Dimon appeared on CNBC's Squawk Box that day and stated, "Inflation is eating everything up."
He began by noting that consumer and corporate conditions have been relatively good recently, evaluating that U.S. consumers saved $1.5 trillion through COVID-19 pandemic relief programs, which allowed them to increase spending by 10% compared to 2021. However, due to high inflation, it is analyzed that even that $1.5 trillion will be depleted by mid-next year.
Dimon expressed concern, saying, "These factors could derail the economy and cause a mild or severe recession as people fear."
This aligns with his earlier warnings since June that "an economic hurricane is coming soon." At that time, Dimon diagnosed that a U.S. recession was inevitable due to soaring inflation, steeper-than-expected benchmark interest rate hikes, unknown effects of quantitative easing (QE), and the prolonged Russian invasion of Ukraine.
Dimon evaluated, "We have not seen this kind of disruption in the world for a long time." However, he said it remains uncertain whether the U.S. recession next year will be mild or severe. He added, "What I said was a hurricane," but also noted, "The storm clouds could ease. As a risk manager, I prepare for both, but I cannot predict what will happen."
In particular, Dimon pointed out that with the Federal Reserve's (Fed) continued high-intensity tightening, the benchmark interest rate is expected to exceed 5% next year, but even this "may not be enough to control inflation." Since the beginning of the year, the Fed has maintained high-intensity tightening and raised the current upper limit of interest rates to the 4% range through an unprecedented four consecutive giant steps (0.75 percentage point increases in the benchmark interest rate).

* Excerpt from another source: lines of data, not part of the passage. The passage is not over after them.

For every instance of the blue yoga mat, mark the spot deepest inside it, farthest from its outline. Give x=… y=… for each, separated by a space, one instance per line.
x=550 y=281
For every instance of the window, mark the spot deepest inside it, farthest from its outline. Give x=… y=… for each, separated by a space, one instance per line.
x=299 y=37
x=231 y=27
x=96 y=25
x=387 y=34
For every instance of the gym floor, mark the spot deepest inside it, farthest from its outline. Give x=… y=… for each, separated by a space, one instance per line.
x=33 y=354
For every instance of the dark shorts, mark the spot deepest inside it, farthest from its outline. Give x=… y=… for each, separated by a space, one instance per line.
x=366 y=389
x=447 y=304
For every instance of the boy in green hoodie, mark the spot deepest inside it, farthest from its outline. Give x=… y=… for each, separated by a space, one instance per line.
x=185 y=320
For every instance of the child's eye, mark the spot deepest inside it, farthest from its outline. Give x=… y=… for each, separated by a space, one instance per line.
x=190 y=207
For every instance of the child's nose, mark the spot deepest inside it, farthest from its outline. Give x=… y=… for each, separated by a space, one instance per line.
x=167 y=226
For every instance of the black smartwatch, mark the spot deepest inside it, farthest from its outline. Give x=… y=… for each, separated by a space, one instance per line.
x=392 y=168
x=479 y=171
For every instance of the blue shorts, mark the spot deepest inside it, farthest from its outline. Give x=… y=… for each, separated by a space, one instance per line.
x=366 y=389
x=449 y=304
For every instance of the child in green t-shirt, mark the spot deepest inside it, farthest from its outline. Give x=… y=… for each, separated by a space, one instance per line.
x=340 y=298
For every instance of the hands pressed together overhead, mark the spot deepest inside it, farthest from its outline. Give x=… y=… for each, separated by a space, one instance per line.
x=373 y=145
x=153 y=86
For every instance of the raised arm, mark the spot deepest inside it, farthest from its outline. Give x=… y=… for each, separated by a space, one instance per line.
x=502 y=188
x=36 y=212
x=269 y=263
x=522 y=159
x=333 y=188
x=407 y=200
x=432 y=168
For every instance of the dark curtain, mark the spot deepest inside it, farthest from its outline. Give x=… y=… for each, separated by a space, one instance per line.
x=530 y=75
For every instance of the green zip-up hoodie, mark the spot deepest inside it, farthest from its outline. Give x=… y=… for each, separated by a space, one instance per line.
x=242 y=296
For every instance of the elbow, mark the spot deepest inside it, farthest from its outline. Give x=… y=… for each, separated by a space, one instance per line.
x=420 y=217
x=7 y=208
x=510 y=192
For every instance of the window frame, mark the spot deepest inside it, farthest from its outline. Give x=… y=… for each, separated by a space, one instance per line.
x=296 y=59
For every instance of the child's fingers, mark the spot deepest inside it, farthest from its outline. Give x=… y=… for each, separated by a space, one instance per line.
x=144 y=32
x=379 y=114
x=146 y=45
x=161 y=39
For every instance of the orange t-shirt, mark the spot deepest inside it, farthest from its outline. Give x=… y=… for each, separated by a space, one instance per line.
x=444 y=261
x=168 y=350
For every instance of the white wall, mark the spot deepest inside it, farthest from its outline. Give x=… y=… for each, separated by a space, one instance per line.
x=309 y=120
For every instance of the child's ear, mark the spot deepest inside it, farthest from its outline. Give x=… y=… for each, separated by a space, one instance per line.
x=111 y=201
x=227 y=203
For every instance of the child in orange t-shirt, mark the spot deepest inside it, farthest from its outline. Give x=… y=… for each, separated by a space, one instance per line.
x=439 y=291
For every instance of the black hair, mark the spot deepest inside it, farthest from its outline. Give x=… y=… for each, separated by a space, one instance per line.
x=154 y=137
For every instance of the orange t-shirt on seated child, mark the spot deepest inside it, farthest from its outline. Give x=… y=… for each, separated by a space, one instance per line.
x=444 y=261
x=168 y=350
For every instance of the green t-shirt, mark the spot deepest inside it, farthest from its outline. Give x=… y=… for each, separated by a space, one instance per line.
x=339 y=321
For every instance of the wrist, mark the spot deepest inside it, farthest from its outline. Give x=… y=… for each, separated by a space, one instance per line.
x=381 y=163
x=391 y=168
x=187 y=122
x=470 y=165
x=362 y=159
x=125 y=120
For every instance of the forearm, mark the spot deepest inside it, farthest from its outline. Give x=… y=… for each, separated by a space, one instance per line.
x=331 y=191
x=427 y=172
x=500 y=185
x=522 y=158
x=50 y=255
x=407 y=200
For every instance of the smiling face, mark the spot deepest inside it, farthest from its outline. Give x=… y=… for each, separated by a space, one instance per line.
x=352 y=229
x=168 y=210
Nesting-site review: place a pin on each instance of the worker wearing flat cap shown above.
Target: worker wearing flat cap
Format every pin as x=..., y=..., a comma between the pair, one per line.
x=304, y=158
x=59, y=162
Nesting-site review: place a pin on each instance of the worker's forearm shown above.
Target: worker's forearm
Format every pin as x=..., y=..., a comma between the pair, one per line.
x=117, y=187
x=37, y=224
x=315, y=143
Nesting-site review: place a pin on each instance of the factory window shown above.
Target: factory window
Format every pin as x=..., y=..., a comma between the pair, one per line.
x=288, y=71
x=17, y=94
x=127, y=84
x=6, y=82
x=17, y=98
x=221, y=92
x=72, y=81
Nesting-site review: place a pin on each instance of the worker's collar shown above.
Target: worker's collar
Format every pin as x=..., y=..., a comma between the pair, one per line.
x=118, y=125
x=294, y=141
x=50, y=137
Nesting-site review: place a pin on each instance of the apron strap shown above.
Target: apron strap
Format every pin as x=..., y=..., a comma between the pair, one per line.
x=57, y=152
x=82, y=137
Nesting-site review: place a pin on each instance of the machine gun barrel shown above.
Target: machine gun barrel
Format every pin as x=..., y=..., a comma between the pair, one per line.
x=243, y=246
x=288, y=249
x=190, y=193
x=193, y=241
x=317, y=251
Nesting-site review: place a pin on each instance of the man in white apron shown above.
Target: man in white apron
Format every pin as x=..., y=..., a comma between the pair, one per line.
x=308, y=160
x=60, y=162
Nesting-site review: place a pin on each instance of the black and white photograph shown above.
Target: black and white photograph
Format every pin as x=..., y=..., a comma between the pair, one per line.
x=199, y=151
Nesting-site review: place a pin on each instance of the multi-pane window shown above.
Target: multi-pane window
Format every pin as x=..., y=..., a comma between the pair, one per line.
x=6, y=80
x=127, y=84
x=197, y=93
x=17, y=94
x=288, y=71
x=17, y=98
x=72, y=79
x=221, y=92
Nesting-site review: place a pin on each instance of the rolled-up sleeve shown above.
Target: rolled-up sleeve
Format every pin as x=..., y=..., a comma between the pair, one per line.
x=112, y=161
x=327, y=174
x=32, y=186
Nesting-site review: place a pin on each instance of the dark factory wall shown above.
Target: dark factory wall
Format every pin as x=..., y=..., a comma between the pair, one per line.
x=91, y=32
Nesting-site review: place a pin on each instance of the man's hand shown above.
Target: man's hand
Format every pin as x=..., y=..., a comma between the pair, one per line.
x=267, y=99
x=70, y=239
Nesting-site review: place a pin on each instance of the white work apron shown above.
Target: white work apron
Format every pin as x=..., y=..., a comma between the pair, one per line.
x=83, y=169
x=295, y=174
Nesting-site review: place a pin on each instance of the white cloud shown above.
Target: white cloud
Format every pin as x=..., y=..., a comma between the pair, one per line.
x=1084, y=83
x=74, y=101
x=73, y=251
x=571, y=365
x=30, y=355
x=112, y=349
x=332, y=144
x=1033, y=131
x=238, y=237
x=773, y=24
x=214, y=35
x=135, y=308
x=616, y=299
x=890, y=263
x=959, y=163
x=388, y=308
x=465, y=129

Having led JP Morgan since 2006, Dimon said, "The U.S. banking system is incredibly sound," and he does not expect a crisis like the 2008 global financial crisis to occur.
Regarding cryptocurrencies, he dismissed them as a "complete sideshow," saying that investors should not waste their time. This statement has attracted more attention following the sharp decline in cryptocurrency prices this year and the recent bankruptcy filing of FTX, one of the world's top three exchanges. Dimon is considered one of the leading cryptocurrency skeptics on Wall Street. He criticized the cryptocurrency industry for being rife with crime and pointed out the need for regulatory authorities to focus on it.